HW 2: Bottom-Up Learning
Table of contents
Introduction
The goal of this project is for you to gain experience with:
- Loading, visualizing, modifying, and writing demonstration and reward data
- Modelling task structure, goals, and/or dynamics from demonstrations
- Understanding the effect of model parameters on robot learning
- Evaluating the generalizability of learned models
You’ll submit the following deliverables via Canvas:
- Your Google Colab file containing your algorithm and evaluation code, and annotated with explanations of how it works
- A series of videos showing how the robot’s learning is affected by (i) number of training datapoints and (ii) variance in training/testing data.

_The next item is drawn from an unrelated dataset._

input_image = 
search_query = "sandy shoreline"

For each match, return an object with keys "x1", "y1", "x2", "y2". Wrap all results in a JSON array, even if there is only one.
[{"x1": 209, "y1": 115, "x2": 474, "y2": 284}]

- A report containing both (i) your evaluation results and (ii) your answers to the reflection questions
Collaboration Policy
You are welcome (and encouraged!) to collaborate with others. However, you must submit your own code and fully understand how it works. In your report, you must state your collaborators and acknowledge how they assisted.
Code Re-use Policy
You are welcome to directly use existing packages or libraries as “helper code” within your project. You are also welcome to reference papers and pseudocode, and adapt online implementation examples of the algorithms you are using. However, you must write your own algorithm code, fully understand how it works, and acknowledge any resources you have referenced or adapted.
As a result of this policy, it is very important that you take every opportunity to demonstrate your understanding of whatever algorithm you implement. This should come across clearly in your code comments/annotations and in your report.
Part 1: Getting started with Robosuite
For this assignment, we’ll be using three key libraries:
- Robosuite provides a MuJoCo-based framework for simulating and benchmarking learning algorithms on robot arms. It doesn’t rely on ROS :)
- Robomimic is built off Robosuite and provides standard datasets and implementations of RL baselines.
- MimicGen extrapolates a small number of human demonstrations to generate lots of additional “demonstrations” on variations of the task environment. We’ll be using these generated demonstrations to train bottom-up task models.
- Download robomimic_get_started.ipynb and go through the tutorial.
- This tutorial has been tested in Google Colab.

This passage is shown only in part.